Peyman Kargar has a big new job. Appointed in June of 2020 as the chairman of Nissan’s up-market Infiniti line, he has taken the helm of a brand in free-fall. Since 2017, Infiniti has seen its sales decline by 50%, one of the steepest plummets in recent automotive history. Last year, the brand sold just 79,000 vehicles in America. Lexus sold 275,000 and increased their market share by nearly 7%. Even Buick sold 162,000 cars. Ford sells about 79,000 F-series pickups every month.
But when we asked Kargar if the brand was in a troubled position, he denied it. «I wouldn’t say in trouble,» he said. «I would say Infiniti is not giving the maximum of its potential.» Clarifying further, he claimed that the brand wasn’t thriving for one simple reason. «We didn’t bring enough new products to our customers.»
This seems like a major issue for a company that’s business is selling new cars, especially ones that should exhibit the leading edge of technology and engineering; systems developed for high-end Infinitis should trickle down into mainstream Nissans.
However, Kargar claimed that the other two «pillars» of the brand beyond product-people, and network-were in fine order. «We have one of the highest levels of satisfaction with customers,» he said, neglecting the fact that, in February, Consumer Reports’ annual ranking of customer brand satisfaction placed Infiniti dead last.

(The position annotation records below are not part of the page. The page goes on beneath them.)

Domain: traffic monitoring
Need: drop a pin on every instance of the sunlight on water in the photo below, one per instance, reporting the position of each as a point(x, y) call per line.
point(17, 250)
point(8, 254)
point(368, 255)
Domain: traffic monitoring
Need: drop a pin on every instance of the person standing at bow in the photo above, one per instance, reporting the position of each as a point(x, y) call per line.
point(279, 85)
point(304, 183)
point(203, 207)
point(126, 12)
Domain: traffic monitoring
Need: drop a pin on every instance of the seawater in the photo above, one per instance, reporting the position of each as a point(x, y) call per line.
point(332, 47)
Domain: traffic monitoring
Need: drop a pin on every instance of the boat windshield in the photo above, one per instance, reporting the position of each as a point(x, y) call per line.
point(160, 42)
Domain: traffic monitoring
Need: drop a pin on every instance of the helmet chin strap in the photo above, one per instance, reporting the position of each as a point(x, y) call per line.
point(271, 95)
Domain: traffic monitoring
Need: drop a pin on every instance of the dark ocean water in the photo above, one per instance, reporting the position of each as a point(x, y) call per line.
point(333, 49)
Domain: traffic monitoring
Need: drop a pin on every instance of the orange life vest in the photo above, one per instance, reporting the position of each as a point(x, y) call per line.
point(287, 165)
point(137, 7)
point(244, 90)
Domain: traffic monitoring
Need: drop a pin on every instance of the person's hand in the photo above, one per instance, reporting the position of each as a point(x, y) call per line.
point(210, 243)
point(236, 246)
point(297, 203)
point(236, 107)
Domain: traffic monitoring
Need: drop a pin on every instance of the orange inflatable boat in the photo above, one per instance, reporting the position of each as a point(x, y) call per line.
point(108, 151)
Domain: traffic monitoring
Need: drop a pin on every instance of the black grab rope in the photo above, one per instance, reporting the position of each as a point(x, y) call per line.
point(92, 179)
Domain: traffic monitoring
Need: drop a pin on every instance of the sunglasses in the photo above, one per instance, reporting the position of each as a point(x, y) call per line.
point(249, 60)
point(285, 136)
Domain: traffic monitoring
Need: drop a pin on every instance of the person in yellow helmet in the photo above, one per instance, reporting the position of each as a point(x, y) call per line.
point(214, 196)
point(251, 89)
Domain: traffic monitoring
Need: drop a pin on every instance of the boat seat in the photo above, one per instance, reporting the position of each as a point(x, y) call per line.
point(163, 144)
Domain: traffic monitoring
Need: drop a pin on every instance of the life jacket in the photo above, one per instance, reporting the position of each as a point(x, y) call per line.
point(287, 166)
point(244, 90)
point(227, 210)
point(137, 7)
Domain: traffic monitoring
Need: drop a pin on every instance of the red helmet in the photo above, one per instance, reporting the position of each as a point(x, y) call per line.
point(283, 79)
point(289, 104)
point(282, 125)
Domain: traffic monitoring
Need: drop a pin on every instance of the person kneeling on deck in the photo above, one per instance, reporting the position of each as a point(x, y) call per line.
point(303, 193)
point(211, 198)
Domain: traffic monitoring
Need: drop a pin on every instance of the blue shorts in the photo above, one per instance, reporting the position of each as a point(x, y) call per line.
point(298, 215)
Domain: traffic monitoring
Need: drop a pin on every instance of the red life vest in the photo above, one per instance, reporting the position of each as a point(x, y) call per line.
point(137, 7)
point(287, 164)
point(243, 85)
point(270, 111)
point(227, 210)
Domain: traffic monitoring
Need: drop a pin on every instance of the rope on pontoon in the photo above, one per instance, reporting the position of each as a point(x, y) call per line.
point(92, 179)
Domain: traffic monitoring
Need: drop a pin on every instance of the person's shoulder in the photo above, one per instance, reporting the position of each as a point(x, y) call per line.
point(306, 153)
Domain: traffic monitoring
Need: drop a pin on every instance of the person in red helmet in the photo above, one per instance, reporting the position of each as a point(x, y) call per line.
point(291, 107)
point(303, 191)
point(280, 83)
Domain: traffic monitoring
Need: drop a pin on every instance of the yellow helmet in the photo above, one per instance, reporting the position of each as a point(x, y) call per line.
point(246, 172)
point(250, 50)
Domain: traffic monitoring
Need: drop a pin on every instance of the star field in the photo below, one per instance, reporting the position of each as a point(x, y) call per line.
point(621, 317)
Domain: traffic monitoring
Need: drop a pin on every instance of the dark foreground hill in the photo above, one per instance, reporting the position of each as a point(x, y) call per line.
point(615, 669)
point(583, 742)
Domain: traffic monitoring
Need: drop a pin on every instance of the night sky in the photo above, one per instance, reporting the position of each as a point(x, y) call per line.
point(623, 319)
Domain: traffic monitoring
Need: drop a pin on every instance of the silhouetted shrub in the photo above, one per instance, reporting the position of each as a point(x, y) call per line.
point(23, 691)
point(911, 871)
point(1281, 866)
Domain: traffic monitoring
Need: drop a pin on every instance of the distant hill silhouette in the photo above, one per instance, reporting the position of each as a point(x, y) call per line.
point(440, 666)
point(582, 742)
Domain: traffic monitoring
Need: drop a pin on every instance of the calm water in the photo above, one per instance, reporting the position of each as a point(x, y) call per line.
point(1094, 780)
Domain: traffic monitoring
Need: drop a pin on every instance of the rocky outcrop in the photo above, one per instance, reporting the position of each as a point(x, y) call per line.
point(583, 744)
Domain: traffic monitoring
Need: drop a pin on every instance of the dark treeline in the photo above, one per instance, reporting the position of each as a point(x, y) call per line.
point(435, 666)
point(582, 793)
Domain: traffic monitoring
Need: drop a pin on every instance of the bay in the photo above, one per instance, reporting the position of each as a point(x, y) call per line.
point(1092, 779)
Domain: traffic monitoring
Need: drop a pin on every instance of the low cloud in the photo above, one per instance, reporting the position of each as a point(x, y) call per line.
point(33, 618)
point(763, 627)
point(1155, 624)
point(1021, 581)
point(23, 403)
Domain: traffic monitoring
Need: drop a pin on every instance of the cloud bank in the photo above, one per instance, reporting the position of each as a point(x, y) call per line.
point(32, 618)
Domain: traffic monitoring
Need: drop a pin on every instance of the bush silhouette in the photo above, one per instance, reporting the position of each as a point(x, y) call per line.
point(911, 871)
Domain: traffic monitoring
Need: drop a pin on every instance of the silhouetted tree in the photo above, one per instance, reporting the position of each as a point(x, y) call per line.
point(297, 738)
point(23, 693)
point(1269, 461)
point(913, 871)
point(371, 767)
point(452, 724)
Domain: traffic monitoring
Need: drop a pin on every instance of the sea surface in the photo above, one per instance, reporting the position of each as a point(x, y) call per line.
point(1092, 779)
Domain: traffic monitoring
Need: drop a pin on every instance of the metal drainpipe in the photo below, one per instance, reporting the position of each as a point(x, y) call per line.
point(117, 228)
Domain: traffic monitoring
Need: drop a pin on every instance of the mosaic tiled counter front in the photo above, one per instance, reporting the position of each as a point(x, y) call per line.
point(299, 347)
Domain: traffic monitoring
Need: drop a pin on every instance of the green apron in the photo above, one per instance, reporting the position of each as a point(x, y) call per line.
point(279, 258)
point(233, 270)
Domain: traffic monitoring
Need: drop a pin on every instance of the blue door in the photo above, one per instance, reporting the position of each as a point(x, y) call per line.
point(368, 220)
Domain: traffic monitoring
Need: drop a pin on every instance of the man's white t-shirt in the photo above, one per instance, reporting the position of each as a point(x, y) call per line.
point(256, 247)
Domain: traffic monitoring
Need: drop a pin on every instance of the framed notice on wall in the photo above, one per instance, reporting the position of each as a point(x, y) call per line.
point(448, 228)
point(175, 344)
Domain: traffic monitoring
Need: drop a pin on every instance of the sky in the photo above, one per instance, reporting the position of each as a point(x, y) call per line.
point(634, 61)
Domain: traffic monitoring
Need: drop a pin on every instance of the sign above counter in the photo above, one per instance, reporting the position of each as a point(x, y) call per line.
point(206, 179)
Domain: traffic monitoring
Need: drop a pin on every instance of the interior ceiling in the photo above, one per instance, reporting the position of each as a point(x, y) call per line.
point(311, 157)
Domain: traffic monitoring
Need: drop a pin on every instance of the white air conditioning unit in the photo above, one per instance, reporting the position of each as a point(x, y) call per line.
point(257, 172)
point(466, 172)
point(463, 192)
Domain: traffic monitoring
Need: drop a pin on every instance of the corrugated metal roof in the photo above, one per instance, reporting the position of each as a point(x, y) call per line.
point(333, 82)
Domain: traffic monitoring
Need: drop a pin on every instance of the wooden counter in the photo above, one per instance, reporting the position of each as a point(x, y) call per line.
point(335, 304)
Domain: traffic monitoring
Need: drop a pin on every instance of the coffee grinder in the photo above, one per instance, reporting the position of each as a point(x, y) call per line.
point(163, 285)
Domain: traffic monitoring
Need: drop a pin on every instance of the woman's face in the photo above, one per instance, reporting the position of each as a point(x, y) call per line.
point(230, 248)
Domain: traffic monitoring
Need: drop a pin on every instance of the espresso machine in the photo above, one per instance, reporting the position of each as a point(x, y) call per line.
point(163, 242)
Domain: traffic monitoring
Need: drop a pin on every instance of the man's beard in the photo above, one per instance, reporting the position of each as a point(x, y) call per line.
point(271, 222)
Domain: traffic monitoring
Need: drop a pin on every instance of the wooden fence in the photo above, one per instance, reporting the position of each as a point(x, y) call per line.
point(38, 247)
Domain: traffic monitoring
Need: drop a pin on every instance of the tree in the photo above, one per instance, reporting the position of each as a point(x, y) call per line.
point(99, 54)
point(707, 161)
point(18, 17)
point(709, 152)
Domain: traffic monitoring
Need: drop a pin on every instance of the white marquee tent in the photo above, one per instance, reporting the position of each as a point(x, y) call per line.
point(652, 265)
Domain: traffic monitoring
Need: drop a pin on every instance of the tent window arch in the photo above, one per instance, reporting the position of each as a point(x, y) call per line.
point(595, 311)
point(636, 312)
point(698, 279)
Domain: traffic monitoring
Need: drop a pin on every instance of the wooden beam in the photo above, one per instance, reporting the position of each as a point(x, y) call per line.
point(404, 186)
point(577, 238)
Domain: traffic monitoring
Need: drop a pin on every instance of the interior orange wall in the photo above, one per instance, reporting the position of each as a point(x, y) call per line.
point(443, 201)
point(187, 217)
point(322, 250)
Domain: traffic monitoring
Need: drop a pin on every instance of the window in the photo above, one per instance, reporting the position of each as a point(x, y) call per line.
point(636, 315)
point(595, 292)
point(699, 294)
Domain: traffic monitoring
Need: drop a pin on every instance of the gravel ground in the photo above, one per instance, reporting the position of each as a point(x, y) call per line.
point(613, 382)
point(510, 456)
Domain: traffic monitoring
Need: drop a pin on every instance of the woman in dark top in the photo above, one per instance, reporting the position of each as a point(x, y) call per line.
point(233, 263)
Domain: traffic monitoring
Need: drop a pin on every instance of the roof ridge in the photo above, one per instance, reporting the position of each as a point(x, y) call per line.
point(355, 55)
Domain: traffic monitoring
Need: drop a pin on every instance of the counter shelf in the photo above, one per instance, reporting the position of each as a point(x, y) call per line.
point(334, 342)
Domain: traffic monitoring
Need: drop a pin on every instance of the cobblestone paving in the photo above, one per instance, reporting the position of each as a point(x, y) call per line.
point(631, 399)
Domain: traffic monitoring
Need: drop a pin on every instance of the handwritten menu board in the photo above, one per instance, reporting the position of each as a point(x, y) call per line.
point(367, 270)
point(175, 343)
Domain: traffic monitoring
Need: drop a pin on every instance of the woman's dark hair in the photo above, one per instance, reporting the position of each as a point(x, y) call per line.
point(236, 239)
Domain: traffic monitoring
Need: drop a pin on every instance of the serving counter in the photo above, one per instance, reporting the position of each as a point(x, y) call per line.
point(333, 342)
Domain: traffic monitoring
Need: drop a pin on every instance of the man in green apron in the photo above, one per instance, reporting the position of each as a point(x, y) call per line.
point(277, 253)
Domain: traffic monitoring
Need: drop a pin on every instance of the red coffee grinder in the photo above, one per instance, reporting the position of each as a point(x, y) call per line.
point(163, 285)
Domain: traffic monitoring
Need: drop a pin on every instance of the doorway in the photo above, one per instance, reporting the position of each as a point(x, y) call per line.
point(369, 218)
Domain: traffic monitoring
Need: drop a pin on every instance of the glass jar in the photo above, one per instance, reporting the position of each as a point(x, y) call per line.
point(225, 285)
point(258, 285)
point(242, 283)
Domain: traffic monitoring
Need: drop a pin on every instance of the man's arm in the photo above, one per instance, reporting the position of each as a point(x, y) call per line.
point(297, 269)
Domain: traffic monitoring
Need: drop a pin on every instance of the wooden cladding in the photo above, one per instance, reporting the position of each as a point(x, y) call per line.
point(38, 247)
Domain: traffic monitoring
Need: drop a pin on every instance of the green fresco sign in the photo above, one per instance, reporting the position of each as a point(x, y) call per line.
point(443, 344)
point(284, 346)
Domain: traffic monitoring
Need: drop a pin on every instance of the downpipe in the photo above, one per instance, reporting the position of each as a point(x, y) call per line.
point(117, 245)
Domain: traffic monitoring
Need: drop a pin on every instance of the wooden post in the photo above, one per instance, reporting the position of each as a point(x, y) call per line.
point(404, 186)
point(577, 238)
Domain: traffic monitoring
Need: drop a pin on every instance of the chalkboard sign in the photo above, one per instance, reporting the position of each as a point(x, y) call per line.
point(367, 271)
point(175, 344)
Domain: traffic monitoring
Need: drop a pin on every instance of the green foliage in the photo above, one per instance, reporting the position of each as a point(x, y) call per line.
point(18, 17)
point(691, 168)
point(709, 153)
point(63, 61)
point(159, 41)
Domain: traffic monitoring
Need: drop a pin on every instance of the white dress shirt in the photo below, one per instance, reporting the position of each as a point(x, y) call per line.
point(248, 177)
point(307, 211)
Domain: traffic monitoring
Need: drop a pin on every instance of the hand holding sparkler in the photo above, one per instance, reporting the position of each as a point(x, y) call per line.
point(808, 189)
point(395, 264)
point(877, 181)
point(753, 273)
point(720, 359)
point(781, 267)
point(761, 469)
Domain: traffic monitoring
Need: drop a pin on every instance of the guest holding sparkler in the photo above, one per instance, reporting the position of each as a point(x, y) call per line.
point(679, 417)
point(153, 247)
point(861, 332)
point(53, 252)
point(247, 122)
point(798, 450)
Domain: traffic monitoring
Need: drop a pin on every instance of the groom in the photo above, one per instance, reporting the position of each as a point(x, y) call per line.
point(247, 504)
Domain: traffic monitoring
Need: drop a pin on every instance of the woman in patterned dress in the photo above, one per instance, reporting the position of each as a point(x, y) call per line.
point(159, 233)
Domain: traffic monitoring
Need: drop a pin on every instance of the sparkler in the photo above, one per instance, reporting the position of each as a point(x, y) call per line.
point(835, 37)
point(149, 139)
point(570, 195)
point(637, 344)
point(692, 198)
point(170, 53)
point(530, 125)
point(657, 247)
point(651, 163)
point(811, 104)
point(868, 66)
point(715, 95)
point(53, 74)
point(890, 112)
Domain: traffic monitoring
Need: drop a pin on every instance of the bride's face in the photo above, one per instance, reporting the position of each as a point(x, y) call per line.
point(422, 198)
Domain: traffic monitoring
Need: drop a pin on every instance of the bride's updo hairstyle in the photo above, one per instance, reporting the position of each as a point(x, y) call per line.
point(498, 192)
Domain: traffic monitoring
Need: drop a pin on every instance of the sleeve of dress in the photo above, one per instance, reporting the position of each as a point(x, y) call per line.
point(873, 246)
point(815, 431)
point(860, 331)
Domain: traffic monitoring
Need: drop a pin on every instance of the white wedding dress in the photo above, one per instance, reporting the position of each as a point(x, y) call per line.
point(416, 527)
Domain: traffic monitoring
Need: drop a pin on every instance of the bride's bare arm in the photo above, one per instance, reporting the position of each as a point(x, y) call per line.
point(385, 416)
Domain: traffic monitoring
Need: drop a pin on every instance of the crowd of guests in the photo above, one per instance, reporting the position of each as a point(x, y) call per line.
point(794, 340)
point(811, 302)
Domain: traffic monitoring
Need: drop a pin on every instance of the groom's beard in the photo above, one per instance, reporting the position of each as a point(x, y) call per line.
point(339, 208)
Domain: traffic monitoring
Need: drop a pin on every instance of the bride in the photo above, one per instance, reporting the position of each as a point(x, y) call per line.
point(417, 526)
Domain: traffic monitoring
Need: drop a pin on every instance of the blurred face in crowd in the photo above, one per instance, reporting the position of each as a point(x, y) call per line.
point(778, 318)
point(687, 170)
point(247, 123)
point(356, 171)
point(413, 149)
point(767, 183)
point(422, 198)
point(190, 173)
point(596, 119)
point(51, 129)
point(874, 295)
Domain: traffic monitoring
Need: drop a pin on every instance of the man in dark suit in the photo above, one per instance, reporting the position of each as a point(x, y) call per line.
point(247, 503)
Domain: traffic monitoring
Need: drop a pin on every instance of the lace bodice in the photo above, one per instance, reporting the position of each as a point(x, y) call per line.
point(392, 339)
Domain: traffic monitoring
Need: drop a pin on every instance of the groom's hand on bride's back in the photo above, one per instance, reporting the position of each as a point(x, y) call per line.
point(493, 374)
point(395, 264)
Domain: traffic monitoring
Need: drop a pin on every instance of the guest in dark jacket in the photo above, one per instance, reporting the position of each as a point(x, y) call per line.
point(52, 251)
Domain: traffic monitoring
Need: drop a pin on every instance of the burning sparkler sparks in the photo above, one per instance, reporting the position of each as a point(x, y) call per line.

Moreover, the marque’s identity seems murky. «If you think about Infiniti fifteen years ago, the brand message was pretty clear. It was trying to be a Japanese BMW. Performance-oriented, handling-oriented,» said Ed Kim, vice president of industry analysis for automotive research firm AutoPacific.
«Over the past decade, the Infiniti lineup has pulled away from this positioning, and it has moved to a positioning that I think is very hard for people to understand or define.» Announcements about plans to return the brand to its former positioning, or move it to fully electric-powered platforms-followed by immediate rescinding-did not help clarify things.
According to Kim, this time period has also seen a steep decline in the innovative and compelling nature of the brand’s vehicles. «Their products have generally been nice enough, but not class-leading or world-beating,» he said. In fact, the offerings have declined to such a degree that the brand must offer strong discounts to bring in customers, competing not with Audis or BMWs, but with well-equipped Hondas. «It’s kind of become a price brand, as opposed to a brand that people might lust after,» Kim said. «And with a premium luxury brand, value and price is not really the image you want to associate with.»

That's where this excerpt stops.